23. The therapeutic device as set forth in claim 22, wherein said second suspension plate is made from a composite material.

24. The therapeutic device as set forth in claim 23, wherein said material of said suspension plate is chosen from the group consisting of glass-fiber reinforced epoxy resin and reinforced carbon.

25. The therapeutic device as set forth in claim 19, wherein said second suspension plate includes a central part (I1) and a peripheral part (P1), wherein said second suspension plate is provided with apertures that delimit said central (I1) and said peripheral (P1) parts, and wherein said central (I1) and said peripheral (P1) parts are separated by hinge bridges in order to endow them with the ability to vibrate in relation to each other.
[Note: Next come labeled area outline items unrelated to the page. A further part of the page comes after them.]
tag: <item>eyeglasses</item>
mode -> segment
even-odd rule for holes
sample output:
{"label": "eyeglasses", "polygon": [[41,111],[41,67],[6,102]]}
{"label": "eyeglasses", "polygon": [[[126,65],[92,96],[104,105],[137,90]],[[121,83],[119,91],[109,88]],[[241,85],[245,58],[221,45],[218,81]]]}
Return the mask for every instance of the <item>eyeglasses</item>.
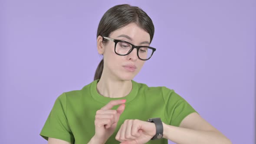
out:
{"label": "eyeglasses", "polygon": [[119,56],[124,56],[130,54],[134,48],[137,49],[138,58],[142,60],[149,59],[156,49],[144,46],[136,46],[124,40],[115,39],[106,36],[103,38],[115,42],[115,52]]}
26. The therapeutic device as set forth in claim 19, wherein said core of said coil has an axial symmetry, wherein said cylindrical magnetic first rigid plate and said second suspension plate are approximately perpendicular to the axis of said core, wherein said elasticity of said suspension means is greatest along said axis, and wherein said second suspension plate is rigid in a direction perpendicular to said axis.

27. The therapeutic device as set forth in claim 21, wherein said peripheral part (P2) of first rigid plate includes slots in order to increase bandwidth of sound vibrations.